The Latest Turn in Ford’s Death Spiral

May 29, 2008

This artice details a plan released by Ford Motor yesterday to lay off 2,000 salaried workers.  Ford actually acknowledges that this is an unexpected departure from their “turn-around” plan, necessitated by rapidly falling sales volume. 

With U.S. auto sales expected to drop to around 15 million this year, down from 17 million as recently as 2005, Ford needs to cut costs to help pay for new technology and stay afloat until the market recovers, said Kevin Tynan, an auto analyst with Argus Research in New York. Ford and other automakers are investing in costly hybrid and electric vehicle technologies but won’t see the benefits for several years, he said.

Tynan said Ford wouldn’t be able to reach its layoff targets without involuntary layoffs. But he also noted the company and its U.S. competitors have weathered downturns in the past.

“If history is a guide, we’ve been through it before. You get to these points where you restructure, then you start to recover,” Tynan said. “It’s at least an industry and a group of companies that have proved they can get pretty creative when the back’s against the wall.”

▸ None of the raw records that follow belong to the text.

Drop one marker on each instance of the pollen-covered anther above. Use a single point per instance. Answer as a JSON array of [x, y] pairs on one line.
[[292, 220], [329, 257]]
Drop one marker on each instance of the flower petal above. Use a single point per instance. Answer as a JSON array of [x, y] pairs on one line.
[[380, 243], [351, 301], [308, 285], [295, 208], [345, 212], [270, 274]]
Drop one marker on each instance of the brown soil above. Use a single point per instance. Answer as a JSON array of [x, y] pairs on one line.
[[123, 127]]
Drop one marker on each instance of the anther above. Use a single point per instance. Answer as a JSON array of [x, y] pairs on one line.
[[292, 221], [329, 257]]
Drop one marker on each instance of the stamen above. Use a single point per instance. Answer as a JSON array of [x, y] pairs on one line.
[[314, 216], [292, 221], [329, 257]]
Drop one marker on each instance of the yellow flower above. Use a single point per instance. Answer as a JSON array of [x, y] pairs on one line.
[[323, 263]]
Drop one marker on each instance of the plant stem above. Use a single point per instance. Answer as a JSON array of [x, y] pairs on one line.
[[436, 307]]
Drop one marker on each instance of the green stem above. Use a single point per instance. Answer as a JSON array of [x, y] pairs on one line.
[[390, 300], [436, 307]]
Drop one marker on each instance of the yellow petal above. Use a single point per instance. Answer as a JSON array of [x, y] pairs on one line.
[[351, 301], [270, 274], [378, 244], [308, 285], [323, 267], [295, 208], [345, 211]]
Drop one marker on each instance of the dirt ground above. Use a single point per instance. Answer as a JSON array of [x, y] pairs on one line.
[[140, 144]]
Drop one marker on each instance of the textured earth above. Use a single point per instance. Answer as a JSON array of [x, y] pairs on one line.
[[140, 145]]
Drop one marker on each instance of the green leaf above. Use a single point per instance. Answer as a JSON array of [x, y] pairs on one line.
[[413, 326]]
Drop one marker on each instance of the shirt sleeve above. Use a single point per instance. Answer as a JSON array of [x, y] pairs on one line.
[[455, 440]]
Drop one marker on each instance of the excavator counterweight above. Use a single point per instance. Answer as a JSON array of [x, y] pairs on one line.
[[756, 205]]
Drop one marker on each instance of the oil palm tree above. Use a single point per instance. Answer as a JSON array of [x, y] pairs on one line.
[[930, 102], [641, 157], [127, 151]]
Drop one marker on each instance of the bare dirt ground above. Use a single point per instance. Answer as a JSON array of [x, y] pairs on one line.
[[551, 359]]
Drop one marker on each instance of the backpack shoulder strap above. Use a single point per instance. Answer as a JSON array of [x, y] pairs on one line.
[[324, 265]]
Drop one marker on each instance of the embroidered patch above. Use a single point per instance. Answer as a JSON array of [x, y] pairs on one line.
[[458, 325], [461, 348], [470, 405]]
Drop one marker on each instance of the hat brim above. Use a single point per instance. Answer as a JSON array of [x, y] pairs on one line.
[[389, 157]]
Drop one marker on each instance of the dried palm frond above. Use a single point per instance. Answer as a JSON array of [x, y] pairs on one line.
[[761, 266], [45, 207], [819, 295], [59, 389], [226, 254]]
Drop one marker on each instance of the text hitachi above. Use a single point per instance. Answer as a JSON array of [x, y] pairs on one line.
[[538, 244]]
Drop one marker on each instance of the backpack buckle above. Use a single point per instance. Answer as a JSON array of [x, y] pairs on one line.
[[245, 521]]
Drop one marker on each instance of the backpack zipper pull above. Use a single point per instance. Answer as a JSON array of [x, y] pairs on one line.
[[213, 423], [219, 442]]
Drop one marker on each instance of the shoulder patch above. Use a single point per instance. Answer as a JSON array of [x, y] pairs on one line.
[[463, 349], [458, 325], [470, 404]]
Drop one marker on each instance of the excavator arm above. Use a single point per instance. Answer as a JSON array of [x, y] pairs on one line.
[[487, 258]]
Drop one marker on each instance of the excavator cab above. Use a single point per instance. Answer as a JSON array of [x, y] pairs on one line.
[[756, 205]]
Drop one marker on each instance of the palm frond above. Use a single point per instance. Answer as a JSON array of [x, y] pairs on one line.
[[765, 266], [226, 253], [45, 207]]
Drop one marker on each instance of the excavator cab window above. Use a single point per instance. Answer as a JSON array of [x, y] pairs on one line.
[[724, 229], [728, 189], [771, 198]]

It’s absolutely amazing to me that these executives just don’t get it.  After decades of this slow downward spiral, they still cling to hope of a big turn-around.  But without a dramatic shift in U.S. trade policy – the implementation of the tariff structure on manufactured goods, indexed to population density, which I outlined in Five Short Blasts – American auto manufacturers are doomed to continue their descent into bankruptcy and oblivion.  Check out my “2008 predictions” in which, back in November of 2007, at a time when the “experts” were hailing Ford’s turn-around plan, I predicted the bankruptcy of either Ford or Chrysler in 2008.  It’s an easy call when you understand the role of our misguided trade policies in destroying our economy. 

It’s going to get worse instead of better as the U.S. sinks deeper into recession.  The “experts” are now forecasting an early end to a shallow recession.  Don’t believe it.  This isn’t just a normal business cycle.  Overpopulation and an idiotic trade policy that imports the effects of overpopulation even faster are all coming home to roost.